U.S. and global market indexes gained in the past week, after positive economic data on Friday outweighed worries about the impact of continued rate increases. Most U.S. stock sectors were higher on the week.
This week, we are expecting some very important economic reports on major markets. It’s worth watching for the following economic events this week, as all of them can prove to be major market movers. For a full listing of all upcoming economic events, check out TipRanks’ Economic Calendar.
- Employment reports – Friday, March 10 – The U.S. Bureau of Labor Statistics will report on February’s Nonfarm Payrolls, Labor Force Participation Rate, and, finally, Unemployment Rate. The analysts’ consensus is that unemployment will be unchanged from January’s record-low rate of 3.4%, as payrolls decline by just 35K from January’s outstandingly high 517K, while participation in the labor force declines marginally to 62.3% (still remaining at its highest since May last year). If all this plays out according to forecasts, the expectations of higher interest rates for longer will be reinforced, pouring cold water on markets’ risk sentiment.
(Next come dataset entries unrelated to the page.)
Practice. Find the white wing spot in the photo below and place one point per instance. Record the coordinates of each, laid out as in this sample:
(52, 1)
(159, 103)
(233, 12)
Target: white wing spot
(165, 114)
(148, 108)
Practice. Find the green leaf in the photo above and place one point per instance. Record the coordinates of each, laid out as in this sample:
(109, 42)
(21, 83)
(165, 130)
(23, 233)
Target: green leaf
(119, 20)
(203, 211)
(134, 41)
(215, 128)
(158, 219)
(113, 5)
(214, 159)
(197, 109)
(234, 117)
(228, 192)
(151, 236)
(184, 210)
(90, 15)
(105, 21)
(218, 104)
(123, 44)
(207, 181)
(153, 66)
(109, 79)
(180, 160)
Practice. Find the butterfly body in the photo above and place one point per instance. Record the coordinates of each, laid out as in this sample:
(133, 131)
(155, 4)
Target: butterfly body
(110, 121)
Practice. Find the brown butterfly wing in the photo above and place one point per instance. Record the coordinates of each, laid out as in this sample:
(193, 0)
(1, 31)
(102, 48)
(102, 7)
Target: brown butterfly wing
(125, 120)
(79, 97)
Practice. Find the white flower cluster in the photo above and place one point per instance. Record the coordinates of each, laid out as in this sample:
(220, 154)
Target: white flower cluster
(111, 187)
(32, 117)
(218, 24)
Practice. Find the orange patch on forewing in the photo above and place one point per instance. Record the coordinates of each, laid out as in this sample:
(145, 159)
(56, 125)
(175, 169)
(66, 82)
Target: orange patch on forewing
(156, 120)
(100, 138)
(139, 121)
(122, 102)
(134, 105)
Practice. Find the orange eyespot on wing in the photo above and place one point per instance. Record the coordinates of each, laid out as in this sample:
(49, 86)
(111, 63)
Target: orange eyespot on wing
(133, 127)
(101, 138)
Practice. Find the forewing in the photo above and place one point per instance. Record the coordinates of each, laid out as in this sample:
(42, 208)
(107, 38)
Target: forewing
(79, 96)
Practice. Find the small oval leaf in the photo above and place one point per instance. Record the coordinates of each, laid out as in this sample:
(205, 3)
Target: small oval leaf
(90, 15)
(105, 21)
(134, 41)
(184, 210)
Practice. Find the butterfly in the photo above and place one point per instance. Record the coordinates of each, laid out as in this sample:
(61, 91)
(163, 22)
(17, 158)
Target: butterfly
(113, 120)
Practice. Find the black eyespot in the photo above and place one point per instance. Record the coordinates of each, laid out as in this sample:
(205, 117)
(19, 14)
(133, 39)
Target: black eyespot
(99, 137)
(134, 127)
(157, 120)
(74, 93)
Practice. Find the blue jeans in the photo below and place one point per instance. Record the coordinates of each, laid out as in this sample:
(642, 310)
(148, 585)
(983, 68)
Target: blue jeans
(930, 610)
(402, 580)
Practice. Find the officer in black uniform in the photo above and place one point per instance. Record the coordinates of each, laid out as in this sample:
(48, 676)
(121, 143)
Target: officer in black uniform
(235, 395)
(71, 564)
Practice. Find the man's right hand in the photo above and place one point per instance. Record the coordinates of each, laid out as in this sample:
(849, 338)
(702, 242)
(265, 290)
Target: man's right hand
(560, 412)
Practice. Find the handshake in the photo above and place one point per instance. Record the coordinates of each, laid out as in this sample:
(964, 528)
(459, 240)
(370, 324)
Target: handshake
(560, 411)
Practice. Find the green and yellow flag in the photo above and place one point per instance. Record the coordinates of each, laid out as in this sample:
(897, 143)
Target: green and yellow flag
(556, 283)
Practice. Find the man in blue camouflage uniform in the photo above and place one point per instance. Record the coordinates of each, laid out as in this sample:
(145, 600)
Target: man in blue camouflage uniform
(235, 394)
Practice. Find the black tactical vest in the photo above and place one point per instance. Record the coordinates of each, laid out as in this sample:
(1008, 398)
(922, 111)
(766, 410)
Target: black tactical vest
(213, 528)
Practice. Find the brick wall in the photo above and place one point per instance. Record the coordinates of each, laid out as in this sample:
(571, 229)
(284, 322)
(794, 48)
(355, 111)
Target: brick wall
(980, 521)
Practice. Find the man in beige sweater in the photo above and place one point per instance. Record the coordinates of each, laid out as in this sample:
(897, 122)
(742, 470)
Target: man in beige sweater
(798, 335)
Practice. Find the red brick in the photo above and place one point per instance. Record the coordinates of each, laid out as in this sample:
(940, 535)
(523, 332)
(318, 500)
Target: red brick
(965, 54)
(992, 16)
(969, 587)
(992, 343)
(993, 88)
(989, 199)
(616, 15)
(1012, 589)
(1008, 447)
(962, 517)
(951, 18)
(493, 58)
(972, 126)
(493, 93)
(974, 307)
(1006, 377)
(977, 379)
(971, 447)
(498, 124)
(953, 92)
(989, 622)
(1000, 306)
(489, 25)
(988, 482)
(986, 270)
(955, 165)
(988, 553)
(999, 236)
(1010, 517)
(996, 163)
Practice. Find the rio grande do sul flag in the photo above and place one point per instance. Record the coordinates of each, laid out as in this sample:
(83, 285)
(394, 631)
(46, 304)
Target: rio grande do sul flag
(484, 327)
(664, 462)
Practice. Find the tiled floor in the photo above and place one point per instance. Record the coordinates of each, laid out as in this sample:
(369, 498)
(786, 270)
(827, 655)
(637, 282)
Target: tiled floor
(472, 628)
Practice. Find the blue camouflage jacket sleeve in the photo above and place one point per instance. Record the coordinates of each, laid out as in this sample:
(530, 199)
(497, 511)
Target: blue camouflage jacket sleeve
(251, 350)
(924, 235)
- Words from the Fed – Tuesday and Wednesday, March 7 and 8 – Federal Reserve Chair Jerome Powell will testify before Congress, and all eyes will be on his assessment of the economy and monetary policy. Meanwhile, Fedspeak continues to lean hawkish in response to more positive economic surprises, with the Minneapolis Fed’s Kashkari saying he’s open-minded on a 25 vs. 50 bp hike in March, while Atlanta’s Bostic warned of the risk of stopping tightening too soon.
- U.S. Consumer Credit – Tuesday, March 7 – According to Experian, both interest rates and levels of consumer debt are at record highs. At above 19%, average credit card interest rates are floating above all rates since the U.S. government started tracking them, in the 1970’s. Notably, interest rates on credit cards are linked to the federal funds rate, which the Fed is likely to raise again. Given the expected interest rate hike, along with the current high prices of goods and services, consumer credit rates will probably remain elevated.